Jurnal Bandung – Masyarakat dinilai memiliki peranan penting, bahkan menjadi salah satu penentu kesuksesan dalam melahirkan seorang pemimpin yang prorakyat.

Oleh karenanya, menjelang pelaksanaan pemilihan kepala daerah (pilkada) serentak di 8 kabupaten/kota di Jawa Barat, Badan Pengawas Pemilu (Bawaslu) Jabar mengajak seluruh masyarkat terlibat aktif dalam mengawasi jalannya pelaksanaan pilkada serentak itu.

“Kami terus membangun kerja sama dalam meningkatkan pengawasan partisipatif masyarakat. Sehingga masyarakat bisa terlibat langsung mengawasi jalannya pilkada,” tutur Ketua Bawaslu Jabar Harminus Koto kepada Jurnal Bandung di ruang kerjanya, Kamis (9/4).

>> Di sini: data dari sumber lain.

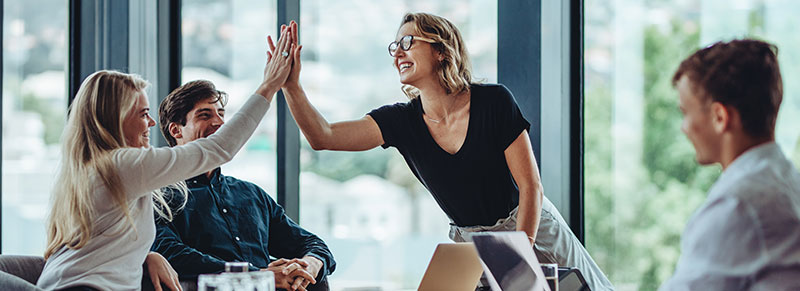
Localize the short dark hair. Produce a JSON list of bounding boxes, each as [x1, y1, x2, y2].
[[158, 80, 228, 147], [672, 39, 783, 138]]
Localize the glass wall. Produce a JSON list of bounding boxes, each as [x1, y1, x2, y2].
[[181, 0, 278, 199], [2, 0, 69, 255], [584, 0, 800, 290], [300, 0, 497, 290]]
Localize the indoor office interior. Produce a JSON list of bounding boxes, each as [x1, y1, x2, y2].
[[0, 0, 800, 290]]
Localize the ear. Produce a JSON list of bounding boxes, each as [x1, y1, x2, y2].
[[169, 122, 183, 139], [711, 102, 732, 134]]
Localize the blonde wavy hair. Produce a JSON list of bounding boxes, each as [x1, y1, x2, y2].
[[400, 12, 472, 99], [44, 71, 187, 259]]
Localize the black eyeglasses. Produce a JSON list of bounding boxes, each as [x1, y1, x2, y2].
[[389, 35, 436, 57]]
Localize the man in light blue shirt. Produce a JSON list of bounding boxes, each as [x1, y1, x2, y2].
[[661, 40, 800, 290]]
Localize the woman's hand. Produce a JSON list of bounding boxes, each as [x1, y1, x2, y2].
[[144, 252, 183, 291], [256, 25, 295, 101], [269, 20, 303, 88]]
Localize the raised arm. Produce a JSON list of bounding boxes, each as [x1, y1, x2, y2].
[[270, 21, 384, 151], [117, 29, 294, 200]]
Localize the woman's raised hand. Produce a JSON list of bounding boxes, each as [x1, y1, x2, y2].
[[268, 20, 303, 88], [256, 25, 295, 101]]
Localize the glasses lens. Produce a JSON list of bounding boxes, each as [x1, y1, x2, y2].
[[389, 41, 397, 56], [400, 35, 414, 51]]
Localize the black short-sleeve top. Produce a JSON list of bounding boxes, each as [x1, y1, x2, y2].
[[368, 84, 530, 226]]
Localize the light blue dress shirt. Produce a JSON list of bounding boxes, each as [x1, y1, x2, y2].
[[660, 142, 800, 290]]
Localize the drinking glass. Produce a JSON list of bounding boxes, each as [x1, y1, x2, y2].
[[542, 264, 558, 291]]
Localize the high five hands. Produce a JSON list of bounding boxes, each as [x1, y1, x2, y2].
[[267, 20, 303, 88], [256, 24, 300, 101]]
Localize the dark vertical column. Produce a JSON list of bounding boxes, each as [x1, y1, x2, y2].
[[0, 0, 5, 254], [276, 0, 300, 223], [151, 0, 183, 147], [569, 0, 586, 244], [497, 1, 541, 161], [68, 0, 129, 103]]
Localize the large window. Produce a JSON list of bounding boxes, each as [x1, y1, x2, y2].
[[1, 0, 68, 255], [181, 0, 277, 198], [584, 0, 800, 290], [300, 0, 497, 290]]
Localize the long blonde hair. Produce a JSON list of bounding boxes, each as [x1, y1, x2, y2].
[[44, 71, 186, 258], [400, 12, 472, 99]]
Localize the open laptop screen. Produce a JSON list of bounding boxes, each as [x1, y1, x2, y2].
[[472, 231, 549, 291]]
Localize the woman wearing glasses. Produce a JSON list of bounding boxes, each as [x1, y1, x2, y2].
[[273, 13, 613, 290]]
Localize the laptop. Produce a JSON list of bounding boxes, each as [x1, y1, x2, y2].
[[417, 243, 483, 291], [470, 231, 550, 291]]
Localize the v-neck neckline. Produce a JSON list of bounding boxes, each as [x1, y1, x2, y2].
[[417, 91, 475, 157]]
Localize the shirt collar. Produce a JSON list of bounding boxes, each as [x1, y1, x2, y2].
[[186, 167, 222, 185]]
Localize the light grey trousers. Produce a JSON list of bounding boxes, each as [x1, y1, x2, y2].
[[450, 197, 614, 291]]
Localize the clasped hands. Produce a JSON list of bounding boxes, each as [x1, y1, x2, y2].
[[262, 256, 322, 291]]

Dalam pengawasan partisipatif, kata Harminus, masyarakat tidak lagi menjadi pemilih pasif. Namun, masyarakat diajak berperan aktif yakni peduli terhadap suara yang akan diberikan dan bertanggung jawab terhadap suara yang telah diberikannya.

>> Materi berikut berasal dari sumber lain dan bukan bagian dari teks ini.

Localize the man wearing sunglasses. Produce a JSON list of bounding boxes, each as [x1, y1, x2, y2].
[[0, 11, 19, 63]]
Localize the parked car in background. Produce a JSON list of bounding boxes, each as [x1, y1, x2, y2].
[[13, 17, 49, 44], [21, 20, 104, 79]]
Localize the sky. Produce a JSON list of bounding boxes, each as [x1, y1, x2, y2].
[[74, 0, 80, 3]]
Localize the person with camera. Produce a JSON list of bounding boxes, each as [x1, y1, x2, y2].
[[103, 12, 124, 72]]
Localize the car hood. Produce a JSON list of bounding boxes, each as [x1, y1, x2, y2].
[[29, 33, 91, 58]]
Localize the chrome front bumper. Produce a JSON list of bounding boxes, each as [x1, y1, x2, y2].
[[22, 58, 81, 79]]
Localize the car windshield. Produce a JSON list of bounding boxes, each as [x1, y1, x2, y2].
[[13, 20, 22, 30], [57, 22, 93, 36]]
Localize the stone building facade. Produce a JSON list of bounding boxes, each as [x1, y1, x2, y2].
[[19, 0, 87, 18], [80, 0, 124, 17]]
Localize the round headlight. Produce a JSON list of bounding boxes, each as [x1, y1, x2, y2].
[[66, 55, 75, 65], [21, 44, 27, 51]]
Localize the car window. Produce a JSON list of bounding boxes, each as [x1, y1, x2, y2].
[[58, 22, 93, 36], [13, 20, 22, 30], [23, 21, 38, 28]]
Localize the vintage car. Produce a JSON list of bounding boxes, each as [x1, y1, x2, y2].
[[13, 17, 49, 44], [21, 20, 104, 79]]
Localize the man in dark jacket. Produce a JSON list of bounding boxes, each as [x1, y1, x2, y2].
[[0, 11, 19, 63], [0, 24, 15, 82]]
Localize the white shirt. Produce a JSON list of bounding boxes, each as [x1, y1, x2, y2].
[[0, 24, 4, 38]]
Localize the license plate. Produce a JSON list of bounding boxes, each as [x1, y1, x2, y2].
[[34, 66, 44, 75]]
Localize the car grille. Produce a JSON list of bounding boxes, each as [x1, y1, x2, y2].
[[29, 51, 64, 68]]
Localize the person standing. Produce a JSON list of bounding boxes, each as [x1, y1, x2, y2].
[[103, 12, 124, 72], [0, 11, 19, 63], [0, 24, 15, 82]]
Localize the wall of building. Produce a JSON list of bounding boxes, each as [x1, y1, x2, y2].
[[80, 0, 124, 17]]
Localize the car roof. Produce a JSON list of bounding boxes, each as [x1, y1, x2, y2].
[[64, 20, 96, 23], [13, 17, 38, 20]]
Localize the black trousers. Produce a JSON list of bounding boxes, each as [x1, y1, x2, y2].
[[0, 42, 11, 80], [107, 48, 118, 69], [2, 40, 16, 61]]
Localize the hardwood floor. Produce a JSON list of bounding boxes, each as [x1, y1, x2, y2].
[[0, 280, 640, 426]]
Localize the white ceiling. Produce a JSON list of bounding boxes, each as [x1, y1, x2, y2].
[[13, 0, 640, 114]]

“Alhasil, pemimpin yang nantinya terpilih juga diharapkan memiliki tanggung jawab terhadap masyarakat yang telah memilihnya,” ucap Harminus.

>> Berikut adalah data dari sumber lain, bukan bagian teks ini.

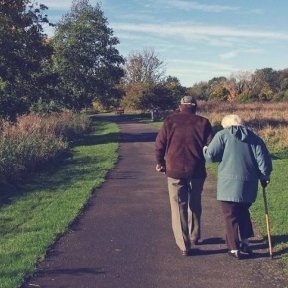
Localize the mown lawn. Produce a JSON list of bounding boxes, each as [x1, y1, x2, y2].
[[0, 119, 118, 288]]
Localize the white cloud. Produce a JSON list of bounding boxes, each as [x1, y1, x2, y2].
[[166, 0, 239, 13], [44, 0, 72, 10], [112, 22, 288, 40], [219, 49, 264, 59]]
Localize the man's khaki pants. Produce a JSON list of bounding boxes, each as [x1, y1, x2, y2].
[[168, 177, 205, 251]]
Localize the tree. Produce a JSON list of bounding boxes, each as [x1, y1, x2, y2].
[[0, 0, 52, 119], [124, 49, 165, 84], [53, 0, 124, 110]]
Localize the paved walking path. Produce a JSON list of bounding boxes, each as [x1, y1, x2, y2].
[[23, 115, 288, 288]]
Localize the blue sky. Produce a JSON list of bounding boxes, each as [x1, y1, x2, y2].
[[40, 0, 288, 87]]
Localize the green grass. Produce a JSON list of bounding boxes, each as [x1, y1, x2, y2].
[[0, 117, 118, 288], [251, 156, 288, 273], [207, 155, 288, 273], [151, 116, 288, 273]]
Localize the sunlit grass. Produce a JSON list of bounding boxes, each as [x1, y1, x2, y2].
[[152, 102, 288, 273], [0, 117, 118, 288]]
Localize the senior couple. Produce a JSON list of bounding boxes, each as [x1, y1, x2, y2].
[[155, 95, 272, 259]]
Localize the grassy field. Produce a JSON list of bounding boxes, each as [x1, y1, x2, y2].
[[153, 102, 288, 273], [0, 120, 118, 288]]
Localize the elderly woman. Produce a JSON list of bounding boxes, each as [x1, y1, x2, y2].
[[203, 114, 272, 259]]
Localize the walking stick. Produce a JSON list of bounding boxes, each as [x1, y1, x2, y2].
[[262, 186, 273, 259]]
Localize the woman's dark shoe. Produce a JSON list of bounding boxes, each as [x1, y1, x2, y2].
[[228, 250, 241, 260], [239, 242, 253, 256]]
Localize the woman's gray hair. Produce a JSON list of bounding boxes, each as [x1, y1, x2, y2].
[[221, 114, 243, 128]]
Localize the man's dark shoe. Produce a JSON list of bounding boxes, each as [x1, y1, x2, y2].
[[191, 239, 200, 246], [228, 250, 241, 260], [239, 242, 253, 256], [181, 249, 192, 256]]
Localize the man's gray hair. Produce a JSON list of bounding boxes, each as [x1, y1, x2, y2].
[[221, 114, 243, 128]]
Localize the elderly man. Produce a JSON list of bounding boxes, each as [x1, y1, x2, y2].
[[155, 96, 212, 256]]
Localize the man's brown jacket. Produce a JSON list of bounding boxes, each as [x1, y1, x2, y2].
[[155, 105, 212, 179]]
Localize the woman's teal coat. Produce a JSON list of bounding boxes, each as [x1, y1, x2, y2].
[[203, 126, 272, 203]]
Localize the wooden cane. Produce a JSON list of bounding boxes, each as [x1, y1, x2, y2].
[[263, 187, 273, 259]]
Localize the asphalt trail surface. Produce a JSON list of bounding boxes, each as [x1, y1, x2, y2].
[[22, 116, 288, 288]]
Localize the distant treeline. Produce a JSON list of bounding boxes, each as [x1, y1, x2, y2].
[[188, 68, 288, 103]]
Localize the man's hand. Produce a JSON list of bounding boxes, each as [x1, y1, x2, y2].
[[155, 164, 166, 173], [260, 176, 270, 188]]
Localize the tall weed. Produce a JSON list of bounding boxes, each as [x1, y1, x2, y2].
[[0, 112, 90, 183], [199, 101, 288, 151]]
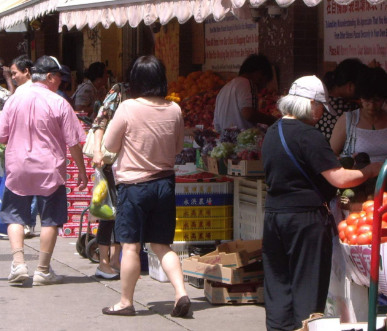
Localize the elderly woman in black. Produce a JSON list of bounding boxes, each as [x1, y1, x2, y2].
[[262, 76, 381, 330]]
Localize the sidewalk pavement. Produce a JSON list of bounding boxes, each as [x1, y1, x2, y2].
[[0, 231, 266, 331]]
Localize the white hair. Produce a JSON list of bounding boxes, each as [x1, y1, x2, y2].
[[31, 72, 47, 83], [277, 94, 313, 121]]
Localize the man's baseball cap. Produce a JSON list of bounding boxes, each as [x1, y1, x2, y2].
[[31, 55, 65, 74], [288, 75, 336, 115], [61, 64, 71, 83]]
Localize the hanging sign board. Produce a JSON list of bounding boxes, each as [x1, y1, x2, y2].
[[324, 0, 387, 70], [204, 15, 258, 72]]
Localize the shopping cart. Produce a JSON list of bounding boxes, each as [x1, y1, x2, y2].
[[368, 160, 387, 331]]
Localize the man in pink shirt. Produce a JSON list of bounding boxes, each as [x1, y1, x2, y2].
[[0, 56, 87, 285]]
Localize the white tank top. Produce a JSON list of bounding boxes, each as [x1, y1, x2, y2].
[[355, 128, 387, 162], [346, 109, 387, 162]]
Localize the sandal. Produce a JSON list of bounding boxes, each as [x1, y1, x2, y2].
[[102, 306, 136, 316], [171, 295, 191, 317]]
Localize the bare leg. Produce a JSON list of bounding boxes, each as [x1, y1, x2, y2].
[[110, 244, 121, 271], [115, 243, 141, 310], [151, 244, 187, 302], [98, 244, 117, 274], [40, 226, 58, 253], [7, 224, 25, 265]]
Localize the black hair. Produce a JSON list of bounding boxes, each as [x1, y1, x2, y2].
[[129, 55, 168, 98], [356, 67, 387, 100], [85, 62, 106, 82], [239, 54, 273, 81], [323, 58, 366, 90], [11, 55, 34, 74]]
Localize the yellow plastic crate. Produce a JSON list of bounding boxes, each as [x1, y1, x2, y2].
[[174, 229, 233, 241], [176, 217, 233, 230], [176, 205, 233, 219]]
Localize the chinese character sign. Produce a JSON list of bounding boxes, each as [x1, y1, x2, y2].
[[324, 0, 387, 70], [204, 15, 258, 72]]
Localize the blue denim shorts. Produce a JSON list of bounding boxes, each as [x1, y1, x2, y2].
[[0, 185, 67, 226], [115, 175, 176, 244]]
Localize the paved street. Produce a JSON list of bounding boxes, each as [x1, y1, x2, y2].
[[0, 231, 265, 331]]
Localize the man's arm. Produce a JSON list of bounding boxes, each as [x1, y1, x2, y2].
[[3, 66, 16, 94], [69, 144, 88, 191]]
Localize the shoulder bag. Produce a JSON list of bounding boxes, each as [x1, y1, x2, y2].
[[340, 109, 360, 157], [82, 121, 117, 164], [82, 83, 126, 164]]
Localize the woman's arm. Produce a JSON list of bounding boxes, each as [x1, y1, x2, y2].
[[321, 162, 383, 188], [329, 113, 347, 156], [90, 128, 105, 168]]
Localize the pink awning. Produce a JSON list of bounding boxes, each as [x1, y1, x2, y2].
[[57, 0, 385, 32]]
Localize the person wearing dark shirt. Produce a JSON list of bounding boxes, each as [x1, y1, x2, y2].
[[262, 76, 381, 331], [315, 58, 365, 141]]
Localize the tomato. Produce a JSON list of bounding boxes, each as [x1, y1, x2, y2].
[[361, 200, 374, 211], [347, 233, 357, 245], [357, 224, 372, 235], [366, 213, 374, 224], [356, 216, 372, 228], [356, 232, 372, 245], [337, 220, 348, 232], [364, 205, 374, 214], [344, 225, 357, 240], [346, 213, 360, 225]]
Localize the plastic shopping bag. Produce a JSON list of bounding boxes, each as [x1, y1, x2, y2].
[[90, 168, 116, 220]]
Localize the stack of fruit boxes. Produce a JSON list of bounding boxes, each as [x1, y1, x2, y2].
[[61, 116, 98, 238], [175, 176, 233, 241]]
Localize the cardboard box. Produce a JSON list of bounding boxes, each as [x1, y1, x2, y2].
[[340, 243, 387, 295], [204, 280, 264, 304], [182, 256, 263, 284], [182, 240, 263, 284], [296, 314, 387, 331], [207, 156, 227, 175], [227, 159, 265, 177], [174, 163, 199, 176], [200, 240, 262, 268]]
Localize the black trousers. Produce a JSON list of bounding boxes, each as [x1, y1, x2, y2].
[[97, 164, 118, 246], [262, 208, 332, 330]]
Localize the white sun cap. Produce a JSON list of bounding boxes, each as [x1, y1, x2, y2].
[[288, 75, 336, 115]]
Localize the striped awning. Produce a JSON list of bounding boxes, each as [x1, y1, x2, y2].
[[57, 0, 385, 31], [0, 0, 387, 32], [0, 0, 58, 31]]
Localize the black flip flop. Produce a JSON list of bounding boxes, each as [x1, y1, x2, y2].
[[102, 306, 136, 316], [171, 295, 191, 317]]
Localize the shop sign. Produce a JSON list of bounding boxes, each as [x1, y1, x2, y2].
[[204, 15, 258, 72], [324, 0, 387, 70]]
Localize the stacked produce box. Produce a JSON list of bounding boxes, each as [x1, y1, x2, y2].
[[175, 172, 233, 241], [147, 172, 233, 282], [61, 114, 98, 238]]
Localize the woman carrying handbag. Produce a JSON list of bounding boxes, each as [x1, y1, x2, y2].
[[91, 84, 126, 280]]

Harminus melanjutkan, dengan adanya tanggung jawab dari masyarakat tersebut, pilkada diyakininya akan melahirkan pemimpin yang berkualitas, amanah, dan pro rakyat serta selalu mengedepankan kepentingan rakyat melalui kebijakan-kebijakan yang dikeluarkannya.

“Jadi, kepala daerah itu bukan cari pekerjaan, tapi mewujudkan keinginan masyarakat melalui kebijakan-kebijakannya. Kalau ini terjadi, saya kira, kualitas pemilu (pemilihan umum) di Jabar akan lebih baik,” imbuhnya.

Selain untuk melahirkan pemimpin atau seorang kepala daerah yang prorakyat, keterlibatan masyarakat dalam proses pilkada, kata Harminus, juga menjadi salah satu upaya pencegahan pelanggaran yang dilakukan peserta pemilu.

Pihaknya pun tidak berharap peserta pemilu melakukan pelanggaran. Sebaliknya, Bawaslu Jabar menghendaki agar seluruh peserta pemilu taat terhadap aturan. Oleh karenanya, dibutuhkan partisipasi masyarakat untuk menangkal kemungkinan munculnya pelanggaran.

“Agar saat terpilih, dia menjadi pemimpin yang selamat dan sentosa karena kemenangannya diraih dengan cara yang benar dan sesuai aturan. Sehingga, demokrasi pun bisa terbangun karena pemimpinnya memiliki integritas dan kapasitas yang baik,” paparnya.

Lebih jauh Harminus mengatakan, pihaknya terus membangun koordinasi sebagai langkah persiapan dalam menghadapi pilkada serentak yang digelar di Kabupaten Bandung, Kabupaten Sukabumi, Kabupaten Indramayu, Kabupaten Karawang, Kabupaten Pangandaran, Kota Depok, Kabupaten Cianjur, dan Kabupaten Tasikmalaya, Desember 2015 mendatang itu.

Selain telah berkoordinasi dengan pemerintah daerah yang akan menggelar pilkada serentak, pihaknya pun terus membangun koordinasi dan konsolidasi bersama Komisi Pemilihan Umum (KPU) sebagai penyelenggara pilkada serentak, termasuk dengan masyarakat.

“Kami yakin betul pilkada ini salah satu syarat demokrasi. Meskipun sempat menunggu soal aturan, tapi sejak awal, kami telah melakukan berbagai persiapan mulai koordinasi hingga penyamaan persepsi agar tercipta harmonisasi. Sehingga, dalam pelaksanaannya, semua sudah memiliki frame yang sama,” pungkas Harminus seraya menambahkan, pilkada serentak ini akan menjadi acuan pilkada serentak yang lebih besar, termasuk pemilihan presiden (pilpres) dan pemilihan legislatif (pileg) mendatang.